Preciso também de deixar a minha irritação sobre a questão de candidatos excluídos estarem nos boletins de voto: este assunto é sempre tratado como algo novo e como alvo de admiração, mas resulta de um procedimento que está previsto e calendarizado pela CNE, se querem falar no assunto, que se exponha num formato compatível com essa mudança. Isto só denota a superficialidade que tendemos a cair no debate público.

Passemos ao conteúdo político. Li recentemente uma reportagem (10/01/2026) da jornalista Paula Luz no Público sobre a candidatura de André Pestana. Numa parte do texto, é possível ler a descrição de uma interação do candidato presidencial com um vendedor de castanhas de 43 anos numa rua de Coimbra. O vendedor estava preocupado com um «amigo» que estava a ganhar mais com o subsídio de desemprego do que a trabalhar. Ao Pestana afirmar a impossibilidade disso acontecer, o vendedor «corrigiu-se» dizendo que se referia ao «rendimento mínimo» (RSI). Segundo a jornalista, Pestana explica detalhadamente como isso não é possível e como os valores são deturpados por discursos demagógicos. O candidato riposta com «Eu sou o único candidato que denuncia que eles estão todos a mamar. Até o Chega, que recebe cinco milhões de euros de subvenção, sabia?». Permitam-me citar o excerto que se segue na reportagem «[O vendedor] anui. Quando fica sozinho, volta a repetir ao PÚBLICO o discurso tantas vezes propalado por André Ventura.» Este cru jornalístico captura extraordinariamente: como desmontar racionalmente o discurso demagógico tem sido ineficaz; como se reconhece o papel dos mais fortes na degradação da vida, mas é mais fácil criticar os mais fracos; como cada um acha que é o único que trabalha a sério; como se mantém a ilusão de que a minha falta de dinheiro se deve ao estado social e não aos benefícios fiscais; como cada um tem a sua verdade.

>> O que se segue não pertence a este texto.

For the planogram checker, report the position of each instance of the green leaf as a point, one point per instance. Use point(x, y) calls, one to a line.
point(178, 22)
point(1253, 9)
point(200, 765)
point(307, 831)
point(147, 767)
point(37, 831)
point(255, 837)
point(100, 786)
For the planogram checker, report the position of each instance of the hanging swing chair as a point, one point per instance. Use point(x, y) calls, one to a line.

Estas são umas eleições em que o voto útil menos sentido faz, afinal, já basta a segunda volta para votarmos no «menor mal». Podemos votar em quem de facto acreditamos. Isto não é importante numa visão romântica da política, é vital para a democracia que assim seja: votarmos com base no medo de algo não soa nada democrático. É triste que a maior parte dos presidenciáveis opte por tentar manipular o voto útil – tendo uma grande ajuda das sondagens na tentativa de moldar a opinião pública.

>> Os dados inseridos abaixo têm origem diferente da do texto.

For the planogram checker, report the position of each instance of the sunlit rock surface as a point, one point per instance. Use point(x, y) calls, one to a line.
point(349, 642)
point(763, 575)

Preocupa-me à direita a popularidade que Cotrim de Figueiredo tem alcançado. Trata-se de um candidato para quem votar em Ventura é mau não porque significa um voto para Ventura, mas porque supostamente aproxima Segura da presidência. Entende-se o raciocínio pragmático e por isso mesmo é perigoso: a guerra partidária acima da defesa dos valores democráticos. Há já muito que aproxima Cotrim e Ventura, algo que fica ainda mais evidente com os dois a reconhecerem que apoiariam Passos Coelho – algo bastante revelador, se não tivermos memória curta; e não nos esqueçamos do papel de Seguro.